Бенджамен показал палочку с пятью зарубками. Шериф мельком взглянул на нее и продолжал:
— А тут что такое? Суббота, два часа пополудни. Да это целая попойка! Две опрокинутые бутылки.
— Это не бутылки, а барышни: вот мисс Лиза, а вот дочь пастора.
— Кузина Бесс и мисс Грант! — воскликнул шериф с изумлением. — Зачем они попали в мой журнал?
— Как же им не попасть в журнал, когда они чуть было не попали в когти пантеры! — отвечал невозмутимый дворецкий. — Вот эта зверюшка, сквайр, — она, пожалуй, смахивает на крысу, — это она самая и есть, пантера то есть; а вот эта, что лежит, задравши лапы кверху, бедняга Верный, который умер честно, как воин; а вот здесь…
— Чучело? — перебил Ричард.
— Да, пожалуй, он выглядит немножко косматым, — продолжал дворецкий. — Но, на мой взгляд, это лучшая фигура, которую я нарисовал, имея в виду сходство: это Натти Бумпо. Он застрелил эту самую пантеру, которая заела собаку и хотела заесть барышень.
— На какого черта вы нарисовали весь этот вздор? — нетерпеливо воскликнул Ричард.
— Вздор! — отозвался Бенджамен. — Это так же верно, как корабельный журнал «Боадицеи»…
Тут шериф перебил его и, предложив ряд вопросов, получил на них более толковые ответы, которые дали ему возможность составить себе правильное представление о происшедшем. Когда удивление и волнение, вызванные этим рассказом, несколько улеглись, шериф снова обратился к доске, на которой видел еще менее понятные иероглифы.
— А это что такое? — воскликнул он. — Двое людей дерутся на кулачки! Значит, произошло нарушение общественной тишины? Так и есть! Стоит только мне на минуту отвернуться…
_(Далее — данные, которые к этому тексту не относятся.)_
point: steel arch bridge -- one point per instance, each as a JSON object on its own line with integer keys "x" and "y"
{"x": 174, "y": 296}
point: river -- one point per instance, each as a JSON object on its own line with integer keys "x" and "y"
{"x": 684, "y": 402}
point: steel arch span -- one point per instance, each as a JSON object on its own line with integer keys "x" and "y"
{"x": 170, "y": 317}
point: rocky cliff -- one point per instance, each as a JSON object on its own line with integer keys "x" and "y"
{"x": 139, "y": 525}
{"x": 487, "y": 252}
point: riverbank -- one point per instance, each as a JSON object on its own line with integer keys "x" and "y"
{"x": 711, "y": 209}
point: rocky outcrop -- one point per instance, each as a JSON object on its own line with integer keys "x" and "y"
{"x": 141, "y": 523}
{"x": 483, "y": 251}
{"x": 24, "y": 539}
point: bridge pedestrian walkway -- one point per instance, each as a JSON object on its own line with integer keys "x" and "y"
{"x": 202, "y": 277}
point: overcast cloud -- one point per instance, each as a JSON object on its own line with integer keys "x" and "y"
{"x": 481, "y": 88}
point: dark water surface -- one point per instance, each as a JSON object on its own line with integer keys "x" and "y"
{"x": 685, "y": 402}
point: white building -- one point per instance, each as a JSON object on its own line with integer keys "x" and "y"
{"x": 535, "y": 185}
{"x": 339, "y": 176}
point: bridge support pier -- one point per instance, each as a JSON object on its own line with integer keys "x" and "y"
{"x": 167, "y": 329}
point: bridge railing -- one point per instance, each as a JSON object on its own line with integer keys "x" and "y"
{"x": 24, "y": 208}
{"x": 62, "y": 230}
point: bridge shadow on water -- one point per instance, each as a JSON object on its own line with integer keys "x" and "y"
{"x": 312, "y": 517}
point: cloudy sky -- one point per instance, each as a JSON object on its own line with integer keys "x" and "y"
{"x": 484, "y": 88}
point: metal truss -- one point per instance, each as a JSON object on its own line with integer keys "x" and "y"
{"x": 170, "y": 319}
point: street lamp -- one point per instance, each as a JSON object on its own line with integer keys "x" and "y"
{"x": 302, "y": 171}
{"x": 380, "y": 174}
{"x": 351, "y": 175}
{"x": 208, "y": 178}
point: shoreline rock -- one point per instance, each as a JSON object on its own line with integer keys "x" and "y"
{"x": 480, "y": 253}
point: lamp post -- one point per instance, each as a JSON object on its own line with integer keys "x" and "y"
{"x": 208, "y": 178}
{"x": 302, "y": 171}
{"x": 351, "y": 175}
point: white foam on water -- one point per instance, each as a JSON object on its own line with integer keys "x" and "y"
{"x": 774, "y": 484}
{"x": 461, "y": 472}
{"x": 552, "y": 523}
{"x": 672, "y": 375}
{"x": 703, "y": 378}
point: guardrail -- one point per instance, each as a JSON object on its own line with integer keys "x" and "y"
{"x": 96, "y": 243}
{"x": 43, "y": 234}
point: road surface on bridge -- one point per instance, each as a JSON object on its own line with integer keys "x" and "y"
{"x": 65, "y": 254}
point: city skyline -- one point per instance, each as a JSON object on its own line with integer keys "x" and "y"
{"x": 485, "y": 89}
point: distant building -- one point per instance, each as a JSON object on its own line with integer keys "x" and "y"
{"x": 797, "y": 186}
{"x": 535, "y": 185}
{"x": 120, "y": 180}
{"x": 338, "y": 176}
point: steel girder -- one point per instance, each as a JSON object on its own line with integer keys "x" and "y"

— Это судья и молодой мистер Эдвардс, — перебил дворецкий.
— Как! Дюк подрался с Оливером? Да что вас, бес обуял, что ли? За эти двое суток произошло больше событий, чем за предыдущие полгода.
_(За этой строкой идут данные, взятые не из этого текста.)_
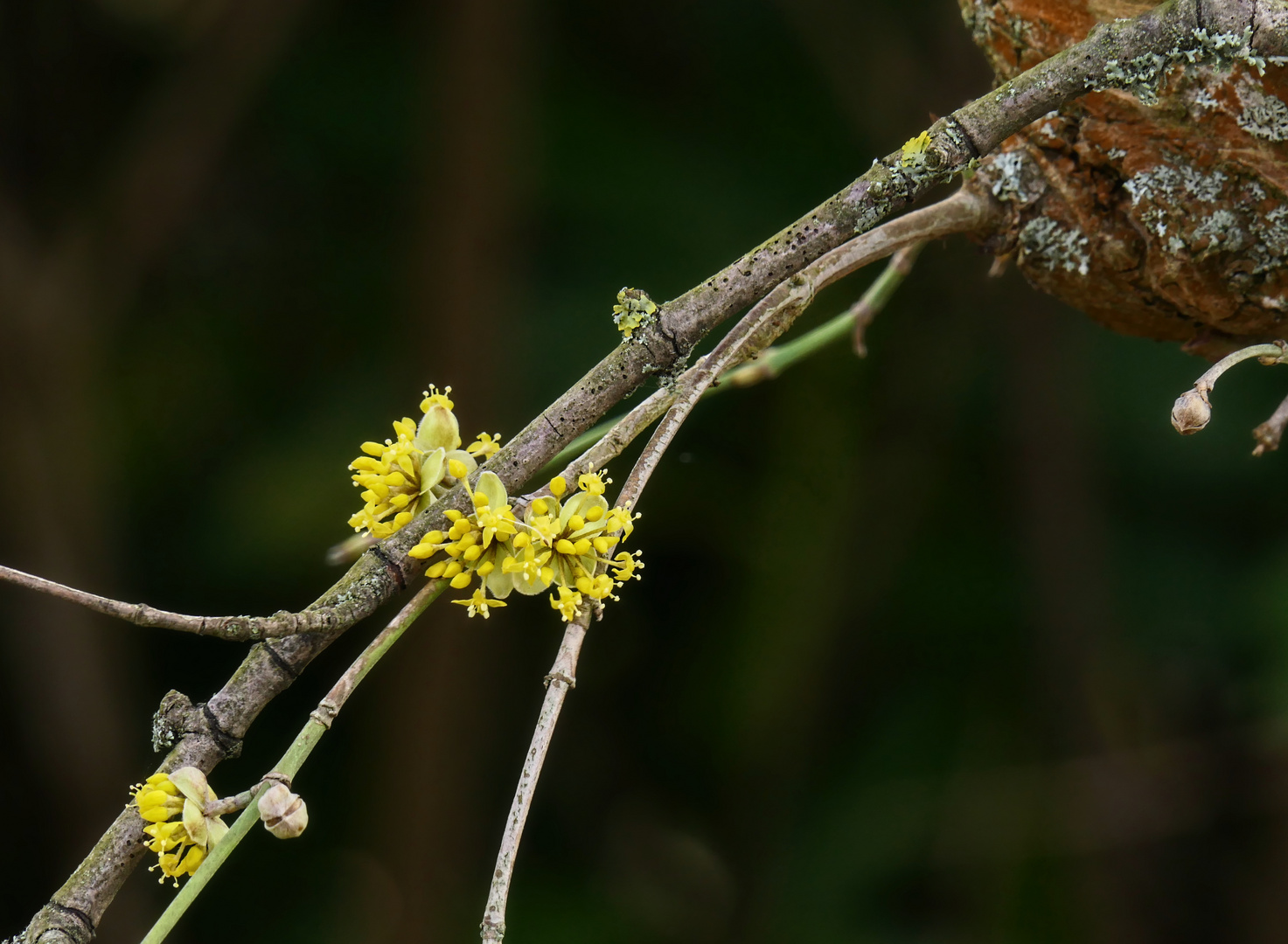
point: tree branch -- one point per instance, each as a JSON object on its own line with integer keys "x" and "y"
{"x": 773, "y": 315}
{"x": 231, "y": 628}
{"x": 890, "y": 184}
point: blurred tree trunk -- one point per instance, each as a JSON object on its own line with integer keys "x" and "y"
{"x": 60, "y": 299}
{"x": 463, "y": 281}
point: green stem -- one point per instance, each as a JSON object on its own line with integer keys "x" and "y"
{"x": 775, "y": 361}
{"x": 296, "y": 755}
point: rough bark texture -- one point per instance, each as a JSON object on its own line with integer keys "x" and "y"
{"x": 1158, "y": 209}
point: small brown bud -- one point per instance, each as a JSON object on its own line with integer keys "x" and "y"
{"x": 282, "y": 811}
{"x": 1192, "y": 413}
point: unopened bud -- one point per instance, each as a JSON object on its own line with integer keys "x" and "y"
{"x": 282, "y": 811}
{"x": 1192, "y": 413}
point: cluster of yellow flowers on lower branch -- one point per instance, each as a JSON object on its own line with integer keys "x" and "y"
{"x": 563, "y": 541}
{"x": 406, "y": 473}
{"x": 180, "y": 843}
{"x": 183, "y": 843}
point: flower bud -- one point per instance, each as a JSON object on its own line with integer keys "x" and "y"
{"x": 282, "y": 811}
{"x": 438, "y": 430}
{"x": 1192, "y": 413}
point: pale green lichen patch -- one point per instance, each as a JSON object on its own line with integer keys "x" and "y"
{"x": 632, "y": 312}
{"x": 1048, "y": 245}
{"x": 1143, "y": 75}
{"x": 1013, "y": 178}
{"x": 1264, "y": 115}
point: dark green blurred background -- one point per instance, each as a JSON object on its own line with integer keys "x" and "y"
{"x": 958, "y": 642}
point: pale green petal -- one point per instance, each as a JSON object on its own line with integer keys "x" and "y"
{"x": 195, "y": 822}
{"x": 192, "y": 783}
{"x": 432, "y": 469}
{"x": 491, "y": 486}
{"x": 463, "y": 456}
{"x": 438, "y": 430}
{"x": 215, "y": 829}
{"x": 572, "y": 508}
{"x": 498, "y": 584}
{"x": 528, "y": 589}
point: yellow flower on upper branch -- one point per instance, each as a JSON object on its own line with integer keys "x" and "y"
{"x": 563, "y": 540}
{"x": 634, "y": 310}
{"x": 405, "y": 474}
{"x": 568, "y": 604}
{"x": 484, "y": 448}
{"x": 180, "y": 845}
{"x": 479, "y": 603}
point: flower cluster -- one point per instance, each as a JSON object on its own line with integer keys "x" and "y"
{"x": 180, "y": 843}
{"x": 561, "y": 541}
{"x": 405, "y": 474}
{"x": 634, "y": 310}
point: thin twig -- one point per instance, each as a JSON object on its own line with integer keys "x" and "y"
{"x": 317, "y": 725}
{"x": 612, "y": 437}
{"x": 563, "y": 677}
{"x": 874, "y": 299}
{"x": 232, "y": 628}
{"x": 1193, "y": 408}
{"x": 776, "y": 310}
{"x": 1271, "y": 432}
{"x": 767, "y": 320}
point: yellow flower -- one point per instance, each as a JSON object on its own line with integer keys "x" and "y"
{"x": 479, "y": 603}
{"x": 568, "y": 604}
{"x": 530, "y": 571}
{"x": 486, "y": 446}
{"x": 625, "y": 566}
{"x": 596, "y": 587}
{"x": 563, "y": 541}
{"x": 634, "y": 310}
{"x": 161, "y": 796}
{"x": 477, "y": 544}
{"x": 405, "y": 474}
{"x": 915, "y": 149}
{"x": 593, "y": 483}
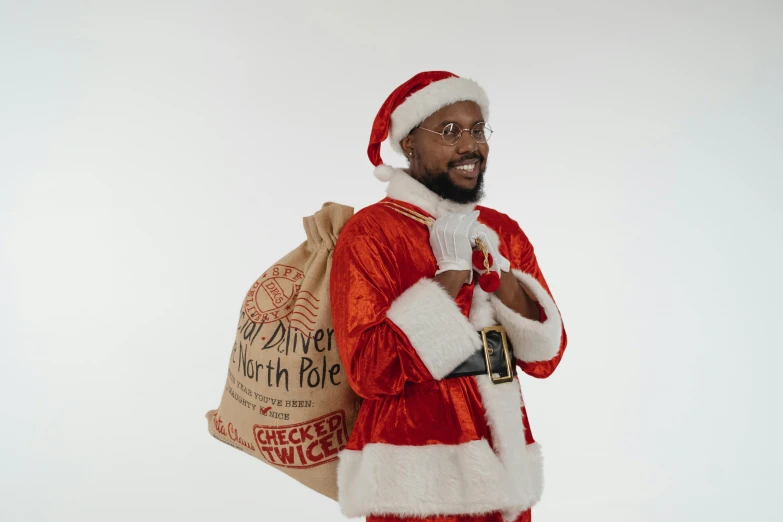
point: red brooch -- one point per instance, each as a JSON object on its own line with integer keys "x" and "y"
{"x": 488, "y": 281}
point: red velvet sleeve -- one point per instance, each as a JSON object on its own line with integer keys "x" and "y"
{"x": 364, "y": 282}
{"x": 519, "y": 251}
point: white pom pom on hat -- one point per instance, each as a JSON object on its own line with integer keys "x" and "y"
{"x": 413, "y": 102}
{"x": 384, "y": 172}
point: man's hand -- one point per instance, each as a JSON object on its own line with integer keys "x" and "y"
{"x": 481, "y": 231}
{"x": 451, "y": 243}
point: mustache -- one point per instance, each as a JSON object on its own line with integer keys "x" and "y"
{"x": 465, "y": 157}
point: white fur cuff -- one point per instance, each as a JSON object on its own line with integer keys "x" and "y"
{"x": 442, "y": 336}
{"x": 532, "y": 340}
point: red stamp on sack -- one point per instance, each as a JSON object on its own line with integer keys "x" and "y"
{"x": 269, "y": 299}
{"x": 303, "y": 445}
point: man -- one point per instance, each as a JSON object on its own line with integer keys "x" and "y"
{"x": 437, "y": 438}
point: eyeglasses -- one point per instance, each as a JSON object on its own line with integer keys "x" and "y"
{"x": 452, "y": 132}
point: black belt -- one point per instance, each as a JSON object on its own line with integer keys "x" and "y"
{"x": 496, "y": 351}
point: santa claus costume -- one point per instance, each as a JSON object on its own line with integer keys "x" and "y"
{"x": 426, "y": 445}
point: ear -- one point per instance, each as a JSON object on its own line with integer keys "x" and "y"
{"x": 407, "y": 145}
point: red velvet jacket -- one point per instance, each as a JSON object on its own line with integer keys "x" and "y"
{"x": 424, "y": 445}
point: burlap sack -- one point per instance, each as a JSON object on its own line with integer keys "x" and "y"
{"x": 287, "y": 401}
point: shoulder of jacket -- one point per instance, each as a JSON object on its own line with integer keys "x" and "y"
{"x": 367, "y": 222}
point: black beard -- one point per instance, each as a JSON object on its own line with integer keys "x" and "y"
{"x": 440, "y": 183}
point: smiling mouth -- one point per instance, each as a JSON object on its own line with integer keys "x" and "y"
{"x": 469, "y": 169}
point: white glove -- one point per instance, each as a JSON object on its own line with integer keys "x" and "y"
{"x": 482, "y": 232}
{"x": 450, "y": 241}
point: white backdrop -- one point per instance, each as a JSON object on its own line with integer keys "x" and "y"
{"x": 156, "y": 157}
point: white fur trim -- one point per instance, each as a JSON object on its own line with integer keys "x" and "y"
{"x": 423, "y": 103}
{"x": 420, "y": 481}
{"x": 481, "y": 312}
{"x": 503, "y": 407}
{"x": 384, "y": 172}
{"x": 403, "y": 187}
{"x": 532, "y": 340}
{"x": 442, "y": 336}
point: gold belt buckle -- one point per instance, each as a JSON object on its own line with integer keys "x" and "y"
{"x": 509, "y": 374}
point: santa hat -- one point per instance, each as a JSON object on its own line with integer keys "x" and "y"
{"x": 413, "y": 102}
— Да, это верно, сквайр, — отвечал дворецкий, — я помню одно сражение, после которого пришлось меньше записывать в корабельный журнал, чем на мою доску. Но до кулаков у них не дошло, они только побранились.
— Объяснитесь, объяснитесь! — воскликнул Ричард. — Это произошло из-за мины. Да, да, я вижу: вот человек с киркой на плече. Стало быть, вам известно все, Бенджамен?
— Да, мины-то они строили друг другу важные, сквайр; это я сам видел, потому что стоял у окна, а оно было открыто. Но это не кирка, а якорь, и обозначает, что молодец снялся с якоря и отплыл в море.
— Значит, Эдвардс оставил дом?
— Именно!
После продолжительных расспросов Ричард выпытал от Бенджамена все, что тому было известно, не только о столкновении между судьей и Эдвардсом, но и о попытке обыска в хижине и неудаче Гирама. Выслушав этот рассказ, шериф схватил шляпу и, приказав удивленному дворецкому запереть за ним дверь и ложиться спать, вышел из дома.